Le CERN, nouveau producteur d'isotopes médicaux

Salué lors de la conférence médicale ICTR-PHE 2012 (voir les n°10-11/2012 et 12-13/2012 du Bulletin), un projet prometteur vient de voir le jour au CERN. Baptisé MEDICIS, il permettra de produire une large variété d’isotopes radioactifs pour la recherche médicale.

 

Superposée sur un dessin de Leonard de Vinci, cette image du cerveau a été obtenue par PET-scan après injection d’une molécule incorporant un émetteur de positron. CERN-MEDICIS produira de nouveaux isotopes pour l’imagerie, qui permettront notamment des tissus cancéreux et de les détruire en émettant une radiation localisée lors de leur décroissance radioactive.

Aux États-Unis, un nouveau médicament à base de radium agissant sur les métastases osseuses est sur le point d’être commercialisé. Capable d’agir à l’échelle d’une cellule, le radium constitue en effet une arme de pointe pour combattre certains cancers, et ouvre la voie à une nouvelle forme de médecine. Une voie que le CERN a décidé d’emprunter à travers le projet CERN-MEDICIS* (pour Medical Isotopes Collected from ISOLDE).

« À ISOLDE, nous pouvons produire 1000 isotopes radioactifs, rappelle Thierry Stora, chef du projet CERN-MEDICIS et de l’équipe Développement des cibles et sources d’ions à ISOLDE. L’objectif du projet MEDICIS serait d’utiliser cette expertise et l’infrastructure d’ISOLDE pour produire des isotopes radioactifs intéressants sur le plan médical. »

Les cibles d’ISOLDE sont bombardées par des faisceaux de protons. Or, seul 10% des faisceaux sont stoppés dans les cibles et remplissent leur objectif, les 90% restants étant inutilisés. En plaçant une seconde cible, pour MEDICIS, derrière la première, une partie des faisceaux perdus peut être réutilisée. « Nous pouvons ainsi produire des isotopes spécialement pour la médecine, sans interférer avec les activités d’ISOLDE », souligne Thierry Stora. Une fois la seconde cible bombardée et les isotopes « médicaux » créés, l’échantillon sera envoyé dans une cellule blindée, dans le laboratoire d’ISOLDE, grâce à un système de transport pneumatique. « Le système de transport et la cellule blindée seront financés par le Fonds dédié au transfert de connaissances (voir l’article paru dans le Bulletin 04-05/2012), se réjouit Thierry Stora.

Une fois l’échantillon réceptionné dans la cellule blindée, un opérateur procèdera à l’extraction des isotopes radioactifs. De petits lots d’isotopes très purs seront alors constitués, puis envoyés dans des laboratoires externes, où ils serviront à la recherche médicale. « Le projet CERN-MEDICIS est soutenu par les Hôpitaux Universitaires de Genève, le Centre Hospitalier Universitaire Vaudois (CHUV) à Lausanne et l’Institut Suisse de Recherche Expérimentale sur le Cancer (ISREC) de l’École Polytechnique Fédérale de Lausanne (EPFL).
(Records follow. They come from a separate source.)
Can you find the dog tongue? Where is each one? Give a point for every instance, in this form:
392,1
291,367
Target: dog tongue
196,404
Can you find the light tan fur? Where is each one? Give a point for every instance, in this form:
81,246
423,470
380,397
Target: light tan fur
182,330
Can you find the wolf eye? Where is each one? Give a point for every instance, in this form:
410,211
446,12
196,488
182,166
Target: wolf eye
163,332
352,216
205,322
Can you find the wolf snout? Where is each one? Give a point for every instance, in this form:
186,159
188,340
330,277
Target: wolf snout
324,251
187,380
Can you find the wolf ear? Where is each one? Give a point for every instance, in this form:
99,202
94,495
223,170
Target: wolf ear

Il réunit des oncologues, des chirurgiens, des médecins nucléaire, des chercheurs et des experts d’ISOLDE : une vraie équipe de choc ! », s’enthousiasme Thierry Stora.

Dans le futur, MEDICIS devrait s’associer à d’autres instituts européens spécialisés dans la production d’isotopes radioactifs dédiés à la recherche médicale.
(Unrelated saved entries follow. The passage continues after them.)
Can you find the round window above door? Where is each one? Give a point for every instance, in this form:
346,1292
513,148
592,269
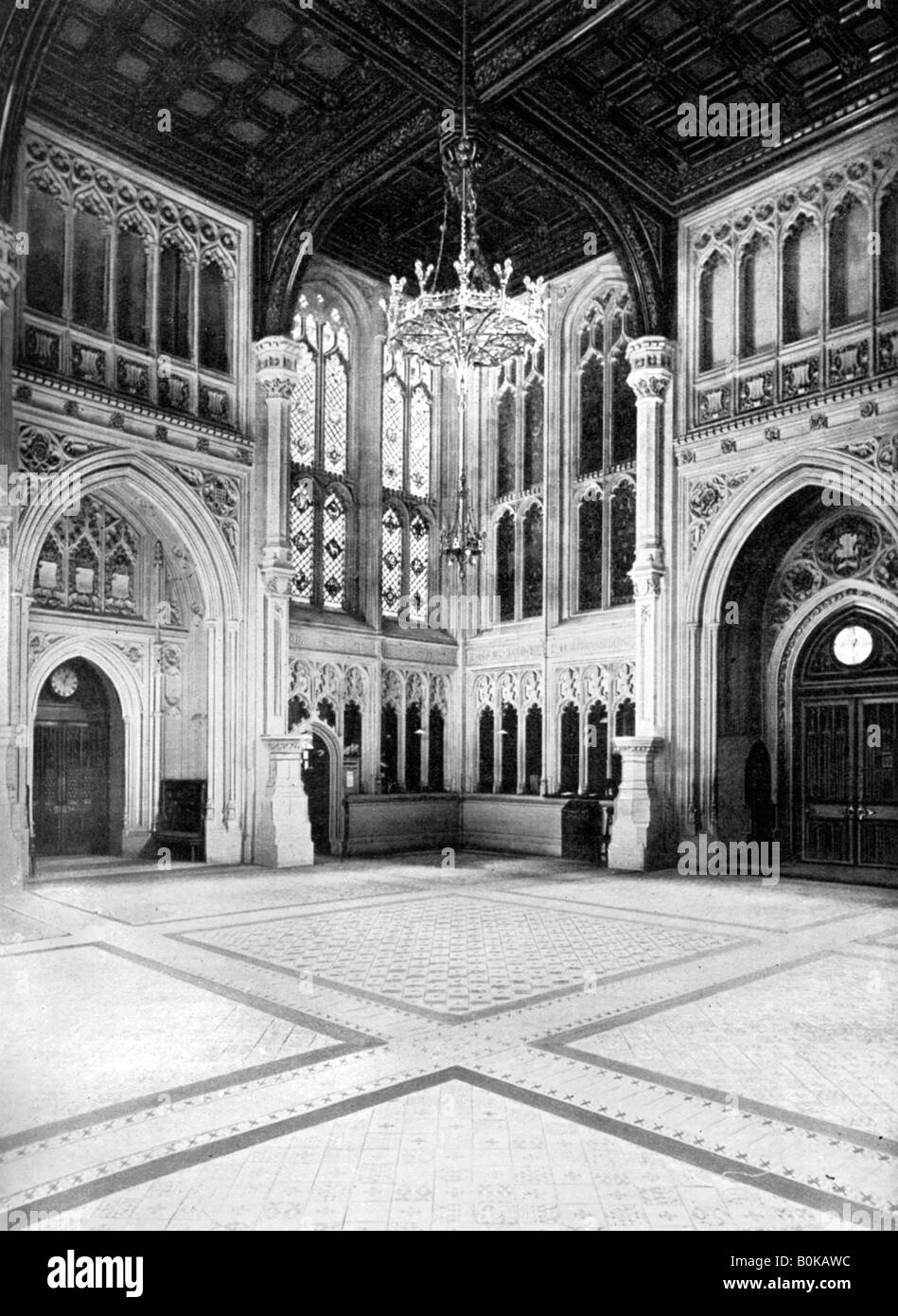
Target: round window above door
853,645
*Notez que le nom « MEDICIS » n’a pas encore été approuvé et pourrait être modifié.

Comment produire des isotopes ?

En bombardant un matériau donné avec un faisceau de protons, les experts d’ISOLDE parviennent à en modifier la structure. En effet, en cassant les noyaux des atomes constituant la cible, il est possible de créer de nouveaux éléments, et notamment, des  isotopes radioactifs.

Pour casser les noyaux, trois solutions : la fragmentation - un petit morceau est arraché du noyau, aboutissant à la formation d’un noyau plus léger ; la fission - un gros noyau est cassé en deux noyaux moyens ; et la spallation - des protons et des neutrons sont éjectés du noyau, engendrant un noyau proche de celui d’origine.

La cible bombardée peut être dans des matériaux très variés : titane, plomb, céramique, etc. Ainsi, c’est en jouant sur le type de cible et la méthode utilisée qu’ISOLDE est capable de produire autant d’isotopes radioactifs différents.